To me the sysadmin role always felt analogous to an Apache scout or something, where one's deep knowledge of the computational terrain they inhabit is of primary importance; in other words it was the ultimate version of "the best solution is the one which requires the fewest lines of code" -- no need to roll by hand what `awk` or `systemd` or BSD jails or what have you can already do, much better, and in a much more thoroughly tested way than what you as an IC could do. Indeed to this day when I work with people who started on the sysadmin side and only later made the jump to SWE I find it easier to communicate with them because I know there's this shared scout sense we both possess.
What's the deal? I have my own theories as to the decline, but I'm curious to know your thoughts.

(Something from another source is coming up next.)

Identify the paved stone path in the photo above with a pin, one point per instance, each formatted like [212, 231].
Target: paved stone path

But there's still plenty of backend, devops, SRE, cloud whatevers, etc. if that's what you want to do. Probably you'll be working for a infra provider rather than a business itself, like the old days, though.
The more to the right, the less I had to interact with bare metal servers, but apply my knowledge of building them and operating almost every day.
For a while after that, I made gears, mostly bevel gears, until Long Covid took me out of the work force, and put me in the precariat.
I don't see systems administration as sufficiently time consuming to be a full time job anymore.
But this is basically the role I had when I had the title, so my perspective may be biased.
Sure the work has evolved too but a lot of the fundamentals are still the same and you still massively benefit from having that background context and history.
There are a lot of fresh "bootcamp cloud engineers" who know the buzzwords and know which buttons to click on AWS but they don't have the depth of knowledge to safely navigate on their own.
They can give you a 30 minute spiel about why you must move to serverless ASAP but ask them what 777 permission is and they have no idea.
Not that being a beginner is any issue at all if you are self-aware but some of them are lost in YAML and buzzwords and have no idea about their gaps in knowledge and experience.